Ça se produit à toutes les messes de minuit, de Rouyn à Caraquet, tous les curés de toutes les paroisses sont incapables de s'en empêcher. À un certain moment, durant l'homélie, le doigt dans les airs, l'oeil réprobateur, ils vont envoyer une petite flèche à tous les touristes qui, spontanément le 24, remplissent leur église. À tous ces infidèles qui, soudainement à Noël, se sentent pieux. À toutes ces brebis égarées qui reviennent, comme si de rien n'était, brouter le saint pâturage. Bref, à nous tous.

Certains le font avec un humour de bedeau:

- Vous savez, la foi, ce n'est pas comme le rapport d'impôt, on ne fait pas ça qu'une fois par année!

D'autres nous font nous sentir coupables:

- Regardez le p'tit Jésus dans sa crèche, pur et vulnérable, vous êtes là pour assister à sa naissance, mais où êtes-vous les autres jours de l'année? Que faites-vous avec le p'tit Jésus? Vous l'envoyez à la garderie à deux jours! Vous vous en débarrassez! Avec si peu d'attention, ne soyez pas étonnés, après ça, si le p'tit Jésus vire mal, et qu'il fait des tremblements de terre et des tsunamis!

Il y en a même qui deviennent agressifs:

- Il y a plein de visages ce soir que je ne vois jamais ici, plein de visages qui sont seulement venus se montrer la face parce que c'est tellement tendance d'aller à la messe de minuit, ben si je me retenais pas, je vous mettrais tous dehors à coups de pied dans le derrière! Heureusement pour vous, Dieu est pardon!

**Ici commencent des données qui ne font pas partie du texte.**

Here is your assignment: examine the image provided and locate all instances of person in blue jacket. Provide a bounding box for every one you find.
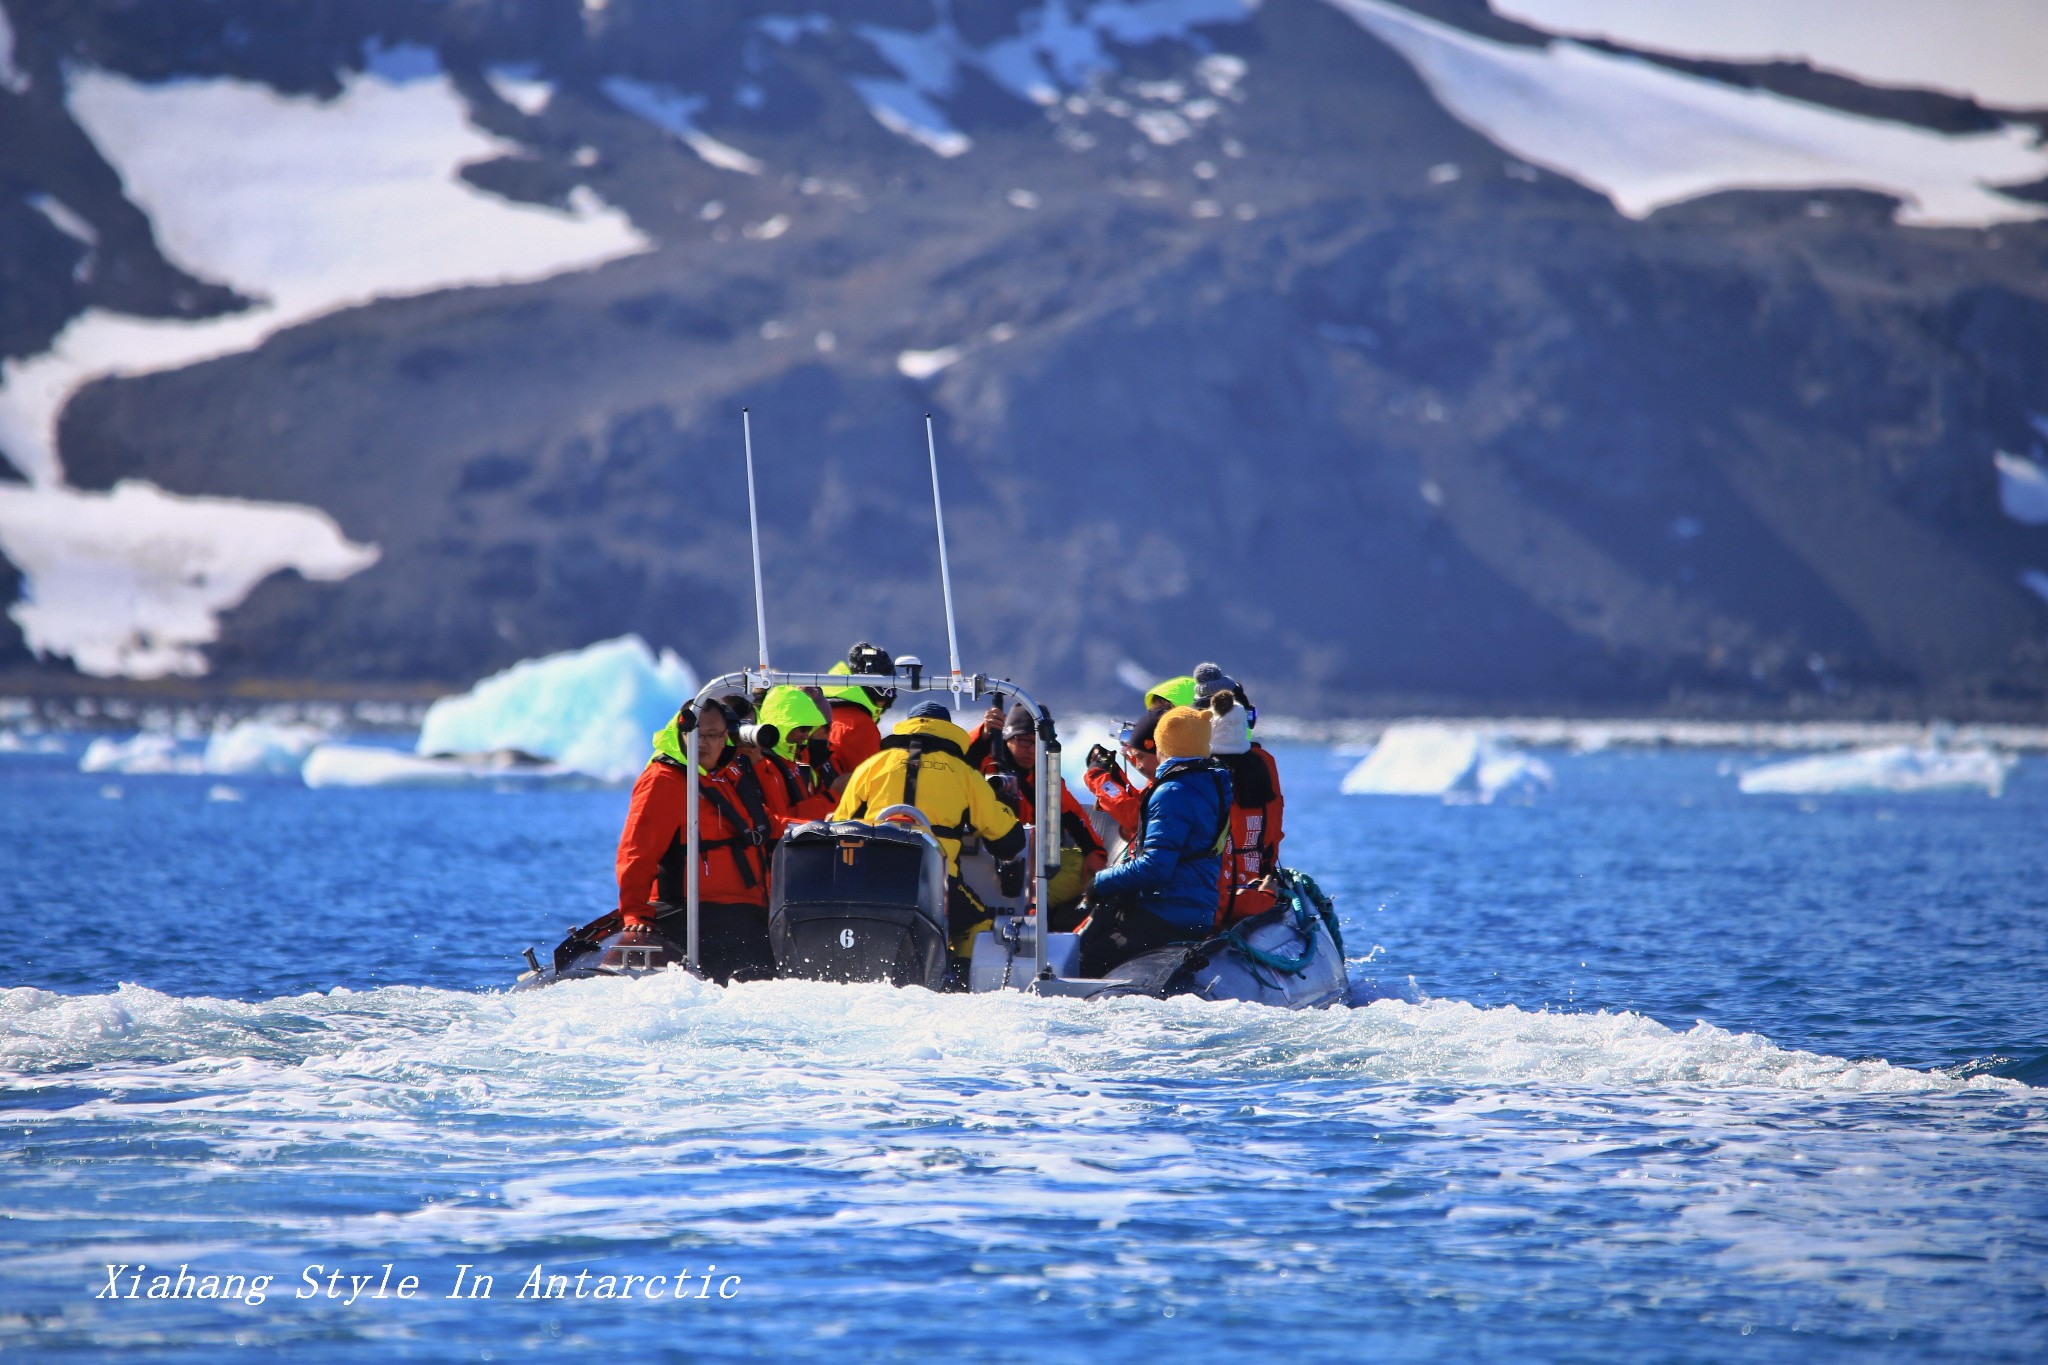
[1079,706,1233,975]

Ces envolées oratoires créent toujours un petit malaise dans la grande église bondée. On regarde à terre. On accuse le coup. On ne peut pas s'opposer. C'est vrai que 51 semaines sur 52, on n'est pas là. On est au centre commercial, on fait du ski, on regarde le football. Mais le curé, lui, y est. Avec une poignée d'irréductibles. Il fait les mêmes gestes, partage le même pain, boit le même vin, récite les mêmes prières, mais en circuit fermé; 364 jours sur 365, il est un petit chansonnier qui ne pogne pas. Une nuit par année, il est Elvis Presley. Ça ne doit pas être facile à gérer.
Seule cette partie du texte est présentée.